Они прошли с командиром роты под маскировочную сетку к столу. Уселись на лавку. Развернули карту. Комбат тщательно наставлял ротного. Планировал возможное течение боя. Показывал вероятные участки дороги вблизи постов, удобные для душманских засад. Стыки с соседними ротами, куда направят удары душманы и куда он, ротный, поведет резервные группы — «бэтээры» с десантом солдат.
— К вам подъедет замполит. Коновалов поработает с вами. Чует мое сердце, нападут они на ваши посты, обстреляют вас «безоткатками». Усильте наблюдение. Держите людей в укрытиях. Чтоб не ходили по открытому месту. Всех — в бронежилеты и каски. Коновалов сегодня ваш личный состав соберет, проведет работу.
— Товарищ майор!.. — Ротный, одолевая себя, с мукой выговаривал слова. — Я хотел вам сказать!.. В прошлый раз… под обстрелом… Вы, наверное, меня презираете… Не пойму, как это случилось! Будто не я, а кто-то другой во мне! Будто сковало, себя не помню, речь потерял! Я все думаю эти дни… Я докажу! Сегодня я докажу! Вы мне верите, товарищ майор?
— Доказывать ничего не надо, Сергеев. Все само по себе докажется, — тихо сказал комбат. — Я вам верю, Сергеев. Когда в человека в первый раз пуля летит, когда шлепают по нему не холостыми, а разрывными, всегда он дар речи теряет. Я тоже терял. Но теперь вы обрели дар речи, и мы вместе по рации будем работать. А если что, я подскочу, поддержу. Замполит будет рядом. Все будет нормально, Сергеев!

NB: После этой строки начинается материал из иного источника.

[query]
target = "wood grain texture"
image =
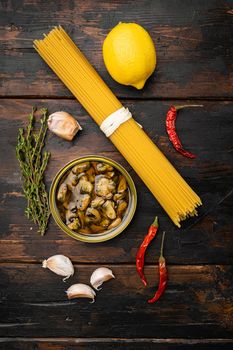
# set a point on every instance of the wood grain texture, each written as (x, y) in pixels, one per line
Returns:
(113, 344)
(206, 239)
(197, 303)
(193, 39)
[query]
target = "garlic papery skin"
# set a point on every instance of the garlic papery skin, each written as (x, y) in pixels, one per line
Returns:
(59, 264)
(64, 125)
(100, 275)
(80, 290)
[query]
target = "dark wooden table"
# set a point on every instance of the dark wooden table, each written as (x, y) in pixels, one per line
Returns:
(194, 41)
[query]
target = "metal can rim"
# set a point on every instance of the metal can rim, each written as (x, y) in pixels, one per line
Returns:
(99, 237)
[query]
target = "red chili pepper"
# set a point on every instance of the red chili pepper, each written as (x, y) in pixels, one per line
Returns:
(163, 276)
(171, 129)
(142, 250)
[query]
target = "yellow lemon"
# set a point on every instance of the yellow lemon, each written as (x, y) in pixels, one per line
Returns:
(129, 54)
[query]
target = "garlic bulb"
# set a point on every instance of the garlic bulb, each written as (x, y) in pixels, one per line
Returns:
(59, 264)
(100, 275)
(64, 125)
(81, 290)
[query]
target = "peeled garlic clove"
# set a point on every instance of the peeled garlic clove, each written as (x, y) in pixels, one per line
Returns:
(64, 125)
(59, 264)
(100, 275)
(80, 290)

И они склонились над картой, голова к голове, в пятнистом сетчатом солнце, слыша, как рядом сладко играет музыка.
…Заканчивая школу, на короткое время он стал охотником. Сосед по дому, плотник, приходивший ремонтировать рамы и дверь, взял его на утиную охоту. Еще без ружья, стоя рядом с настоящим стрелком в черной туманной воде, пахучей, дымящей, с желтым, в сумерках мерцавшим цветком, глядя на тяжелую багровую зарю над болотом, на неясные вершины деревьев, он пережил таинственное, древнее, дремучее наслаждение — от ржавых тяжелых вод, недвижных цветов, красной зари. Где-то близко прятались утки. Уже слышат его. Уже поворачиваются упругими литыми телами среди сочных стеблей. Громко, трескуче взлетели, закрякали, косо, тенями понеслись, вылетая на зарю. Круглые, как ядра, с длинными шеями. И два громких огненных выстрела, две секущие метлы срывают утку с зари. Хлопанье, бег по воде, запах дыма. Утка, умирая, пенит воду, гнет и колышет цветы.
Во время своих охот он стрелял немного. В свиязя, к которому крался по мокрому весеннему полю, по белой стерне. Полз, прижимаясь к пашне, к синей растаявшей луже, хоронился за щетиной жнивья, умолял, чтоб ему повезло, чтоб утки его не заметили. И когда заскользили вблизи маленькие черные головки, вскочил, выстрелил почти наугад. Улетающие шумные утки, и в мелкой синей воде бьется огненная, раскаленная птица. Зелено-золотой умирающий свиязь. Отливы на горле, на крыльях. Красные бусинки крови.
Он застрелил на тяге вальдшнепа, ударил в его остроклювую серповидную тень. Выпустил гулкий пучок огня в звезды, в березу, в плавную, на него налетавшую птицу. Держал пернатое теплое тело, стоя среди холодных опушек, булькающих весенних болот, и круглое птичье око, остывая, смотрело на него из ночи.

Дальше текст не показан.